Transactional (paid) work is something we do privilege in this country. We honor respect and ideologically legitimize the work a person does for pay. This assumption exists in the common introductory question"What do you do?" The implied actual question being asked is "What work are you paid to do?"

I have written previously about how our culture propagates, in many pervasive ways, the idea that folks without money don’t matter or that money is the equivalent of moral or philosophical value. The phrase "the dignity of work" is just one more divisive way that this is being done. It is especially effective because the semantics of this phrase really does resonate. I believe in the semantic meaning of the dignity of work. Working hard and investing in your own progress as well as the progress of those with whom you work is really awesome amazing and powerful. It is something I believe everyone deserves to feel.

However, when Romney says these words so iconically it or Newt says it or even when the Catholic church said it all the way back then, they sure as hell did not mean non-transactional labor. They do not mean babysitting your younger siblings because your mother can’t afford a sitter, or taking care of your grandparents/parents as their physical health deteriorates with age. They certainly don’t mean changing your own baby's diapers, or helping out with the community pea patch. These thing are not covered by the phrase “dignity of work”. What they actually is mean going out to someone else’s business and committing hours of work to an employer who has more privileged that you. They mean being paid to do alienated labor.

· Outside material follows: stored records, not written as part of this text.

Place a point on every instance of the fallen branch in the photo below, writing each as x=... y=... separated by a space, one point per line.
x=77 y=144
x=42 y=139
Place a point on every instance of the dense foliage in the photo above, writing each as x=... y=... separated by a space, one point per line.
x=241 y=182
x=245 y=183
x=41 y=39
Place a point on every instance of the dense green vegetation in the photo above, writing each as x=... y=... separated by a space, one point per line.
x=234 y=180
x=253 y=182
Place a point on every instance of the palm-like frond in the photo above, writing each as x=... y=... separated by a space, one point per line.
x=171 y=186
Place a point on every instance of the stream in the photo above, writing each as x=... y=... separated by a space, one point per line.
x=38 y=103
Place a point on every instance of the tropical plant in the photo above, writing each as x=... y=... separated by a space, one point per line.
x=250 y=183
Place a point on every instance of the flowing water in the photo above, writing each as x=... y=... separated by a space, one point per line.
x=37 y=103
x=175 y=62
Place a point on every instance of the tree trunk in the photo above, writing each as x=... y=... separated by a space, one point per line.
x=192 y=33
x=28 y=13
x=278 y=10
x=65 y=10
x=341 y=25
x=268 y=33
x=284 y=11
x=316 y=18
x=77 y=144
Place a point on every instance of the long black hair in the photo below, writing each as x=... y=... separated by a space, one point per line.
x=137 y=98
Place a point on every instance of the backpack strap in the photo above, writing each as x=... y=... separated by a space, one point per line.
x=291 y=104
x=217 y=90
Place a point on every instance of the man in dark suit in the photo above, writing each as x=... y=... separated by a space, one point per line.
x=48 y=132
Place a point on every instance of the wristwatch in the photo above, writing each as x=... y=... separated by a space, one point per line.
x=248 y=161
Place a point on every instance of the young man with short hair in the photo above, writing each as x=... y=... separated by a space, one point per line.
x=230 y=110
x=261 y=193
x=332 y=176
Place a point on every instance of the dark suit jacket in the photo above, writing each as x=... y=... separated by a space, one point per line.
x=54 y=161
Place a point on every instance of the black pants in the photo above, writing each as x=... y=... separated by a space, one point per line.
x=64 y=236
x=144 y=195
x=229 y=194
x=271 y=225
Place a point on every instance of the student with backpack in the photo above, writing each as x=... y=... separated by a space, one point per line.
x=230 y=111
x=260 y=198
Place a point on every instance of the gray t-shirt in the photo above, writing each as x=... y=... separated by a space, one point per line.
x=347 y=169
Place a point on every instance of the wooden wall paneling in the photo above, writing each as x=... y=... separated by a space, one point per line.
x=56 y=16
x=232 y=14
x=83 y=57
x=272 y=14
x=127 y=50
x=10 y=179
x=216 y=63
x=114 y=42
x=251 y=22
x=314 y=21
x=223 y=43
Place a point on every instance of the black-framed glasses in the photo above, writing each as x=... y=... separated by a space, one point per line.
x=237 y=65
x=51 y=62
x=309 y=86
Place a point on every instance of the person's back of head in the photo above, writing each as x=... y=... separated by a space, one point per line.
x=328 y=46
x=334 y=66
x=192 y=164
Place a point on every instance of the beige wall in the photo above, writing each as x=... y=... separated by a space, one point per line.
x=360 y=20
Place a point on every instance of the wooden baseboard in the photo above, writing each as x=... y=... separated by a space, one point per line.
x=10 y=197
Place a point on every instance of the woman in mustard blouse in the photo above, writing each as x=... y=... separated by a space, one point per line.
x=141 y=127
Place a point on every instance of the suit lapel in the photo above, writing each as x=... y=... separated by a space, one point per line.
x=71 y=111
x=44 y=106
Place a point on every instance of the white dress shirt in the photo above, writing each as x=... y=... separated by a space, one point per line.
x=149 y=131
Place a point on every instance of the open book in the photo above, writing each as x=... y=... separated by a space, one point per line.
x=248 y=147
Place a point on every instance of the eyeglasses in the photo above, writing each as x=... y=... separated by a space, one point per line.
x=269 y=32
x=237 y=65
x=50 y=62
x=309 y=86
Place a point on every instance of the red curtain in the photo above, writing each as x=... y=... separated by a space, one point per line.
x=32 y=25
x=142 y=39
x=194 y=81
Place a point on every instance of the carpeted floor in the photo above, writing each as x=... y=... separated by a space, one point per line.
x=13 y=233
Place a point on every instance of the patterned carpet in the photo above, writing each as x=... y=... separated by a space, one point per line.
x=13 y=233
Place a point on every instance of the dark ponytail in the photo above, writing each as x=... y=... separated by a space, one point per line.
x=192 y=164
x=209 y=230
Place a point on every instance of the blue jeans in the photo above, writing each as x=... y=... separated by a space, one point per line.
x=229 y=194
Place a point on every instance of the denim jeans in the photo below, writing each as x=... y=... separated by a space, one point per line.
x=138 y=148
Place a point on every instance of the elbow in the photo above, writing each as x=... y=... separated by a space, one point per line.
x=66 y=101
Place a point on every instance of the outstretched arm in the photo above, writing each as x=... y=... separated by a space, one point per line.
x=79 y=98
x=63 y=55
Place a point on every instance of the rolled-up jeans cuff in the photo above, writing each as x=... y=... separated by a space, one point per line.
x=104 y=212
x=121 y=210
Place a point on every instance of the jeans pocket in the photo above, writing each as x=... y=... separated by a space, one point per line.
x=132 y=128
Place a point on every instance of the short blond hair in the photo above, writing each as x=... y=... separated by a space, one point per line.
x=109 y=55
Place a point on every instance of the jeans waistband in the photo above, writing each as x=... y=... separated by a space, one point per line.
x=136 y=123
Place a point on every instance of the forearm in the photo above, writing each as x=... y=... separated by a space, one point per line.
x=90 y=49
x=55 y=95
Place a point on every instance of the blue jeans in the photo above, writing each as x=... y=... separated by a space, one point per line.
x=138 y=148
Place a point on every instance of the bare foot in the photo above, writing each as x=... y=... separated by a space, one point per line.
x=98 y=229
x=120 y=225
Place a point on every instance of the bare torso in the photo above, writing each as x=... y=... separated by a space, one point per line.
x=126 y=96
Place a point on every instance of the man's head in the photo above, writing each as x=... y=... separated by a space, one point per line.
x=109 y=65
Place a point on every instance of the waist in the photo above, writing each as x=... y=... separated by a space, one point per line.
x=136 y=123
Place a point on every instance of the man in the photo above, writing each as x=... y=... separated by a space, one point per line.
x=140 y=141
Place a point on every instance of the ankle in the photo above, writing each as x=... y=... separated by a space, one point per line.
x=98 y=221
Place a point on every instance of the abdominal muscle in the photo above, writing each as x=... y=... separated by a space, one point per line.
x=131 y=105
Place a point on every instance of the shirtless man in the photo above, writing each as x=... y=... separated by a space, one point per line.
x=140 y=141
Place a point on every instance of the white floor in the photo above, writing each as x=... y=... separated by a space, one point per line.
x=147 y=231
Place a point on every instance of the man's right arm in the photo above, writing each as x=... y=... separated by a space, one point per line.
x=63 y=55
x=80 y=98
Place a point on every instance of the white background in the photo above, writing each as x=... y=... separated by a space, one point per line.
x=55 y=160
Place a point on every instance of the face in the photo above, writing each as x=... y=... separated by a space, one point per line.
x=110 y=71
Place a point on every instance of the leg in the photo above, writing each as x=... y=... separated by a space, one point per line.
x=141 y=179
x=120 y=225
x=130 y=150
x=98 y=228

"The dignity of work" historically as well as currently is being used to legitimize work within pre-existing structures of capitalism. "The dignity of work” means “the dignity of participating in our current paradigm of jobs.” It means submission to a punch-clock, salaried, or hourly system of pay. "The dignity of work" actually means the submission the the current hierarchies and relationships of capitalism. “The dignity of work” as Newt and Romney talk about it is about putting your faith in capitalist systems as a mode of feeling dignity.

Anyone who has been unemployed (there’s 8.2% of us right?) or felt cheated by the system know that this is the opposite of empowering. It is, in fact, and a great display of magical semantics, asking  oppressed folks to accept their role in capitalist hierarchies. Whenever I hear someone in the media using the words “dignity” and “work” I am going to be suspicious of possible capitalist and/or Catholic idealism about transactional work. Although, I will be listening hopefully for signs of actual human dignity; for faith in commitments to actual personal and collective progress.